Friday, January 4, 2013

Fibre-op Technology - Let's not get left behind

(I always find Barbara Dean Simmons Editorials in the Packet though provoking. In this week's Packet see argues that governments should get on-the-ball with new technology (See: To 2013...and Beyond) .  I want to take that a step further in relation to Clarenville)   

Happy New Year everyone!

When I arrived here in Clarenville twenty one years ago, the first person that I met at the College, where I work, was then Principal Steve Quinton.  Steve began to tell me about how he and a group of progressive individuals had lobbied to make Clarenville a hub in the technological revolution.  Shortly after that our campus was hooked to a brand new fibre optic network that connected Clarenville to the world at then’ blazing’ speeds  – through that innovation and initiative we (the Campus and the Town) gained a reputation for practical application of technology.

Today we take it all pretty much for granted – we all connect to the internet and use it without a thought.   Technology has marched on however and the latest wave of technology - fiber connectivity directly to businesses and our homes, is upon us – but not here in Clarenville. 

In recent advertising and press releases, Bell Aliant has touted that they are building a stronger fibre-op network.        

Karen Sheriff, president and CEO of Bell Aliant recently stated in the Telegram
"Fibre-op right now is being built in the St. John's metro area. We're just about half complete with that build in St. John's," she said. "Within Atlantic Canada, Newfoundland and Labrador is obviously a very important part of our territory, and that's why we are investing in building fibre-to-the-home, and also we are expanding our business Internet network. We call it our next-generation network, which is also an ethernet product. We are investing in that." 

Currently however there are no plans by Bell-Aliant to install this next generation network in Clarenville.   This network could mean much more that better TV and internet.  Local businesses hoping to do work for the information intense oil and gas industry will be at a distinct disadvantage without it.  As well, if Clarenville is to continue to attract new families, it will need this amenity –  our competitor communities in the greater St. John’s, Gander, Grand Falls and Corner Brook area will all have it.   
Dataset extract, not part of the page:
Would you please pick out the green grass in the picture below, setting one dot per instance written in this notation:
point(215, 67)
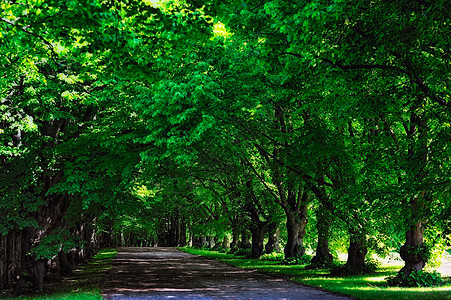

I admire the vision of the people like Steve Quinton who saw the potential of the early internet.  I hope that I see some of the same vision among the current crop of community leaders to press for the newest and best technology here – I for one am convinced that our future success as a community depends on it.


  1. Unless you have multiple receivers in your house and plan to do some very heavy video streaming on a regular basis, FibreOp is not an improvement over existing services. TV is not better - just more expensive. Internet is not noticeably better for the average user - just more expensive. And if you don't choose the more expensive option, HD and PVR are not options at all - you'll lose them, even if you already had them before switching. You'll also lose your home phone in the event of a prolonged power outage (more than 8 hours), putting people without a cell phone in a potentially life-threatening situation in the event of a medical emergency. I was brow-beated into switching by an Aliant agent who wouldn't take "no" for an answer (he lied about the results and did not mention the loss of home phone service in an outage). I am not satisfied with my new diminished service, but Aliant refuses to switch me back to my previous package. I recommend that you lobby to keep FibreOp OUT of Clarenville - not to bring it in.

  2. Keep Fibre-Op OUT of Clarenville? Why would you try to stop such a great invention? Fibre-Op is by FAR the leader of internet and television speeds, and will only open up multiple opportunities to advance our high demand for internet speeds. Take the schools for example. With the amount of technology used to educate our children, it isn't fair to hold them back with slow, outdated technology. iPads and Macbooks in the classrooms today, along with iPhones and iPods to boot. With all of these devices firing on all cylinders, we NEED the power behind them. WiFi is limited to the bandwidth of the schools internet speed. I know many many people who already have the Fibre-Op package in St. John's and they ALL tell me how much it has made their lives faster and more efficient.

    Sure the average user won't notice a WHOLE lot of difference NOW, but what happens when there are newer, faster devices which require higher network speeds to function to their full capacity? Think back when you had dial up internet. Did you not want to upgrade to cable then? Just stop a think for a minute before you jump down Bell's throat.

  3. I'm not sure that FiberOP is so great. For the typical user, current "last mile" technologies like DSL and Cable have plenty of bandwidth, and the backbones for those systems are already fiber. The shared loop technology that FiberOP isn't anything new, Verison FiOS has been providing this technology for nearly a decade, based on TDM technology that has been around for 30 years. FiberOP is not a new technology at all.
    There are truly new Gigabit technologies coming soon. Let's skip FiberOP and bring in the real future of Internet access.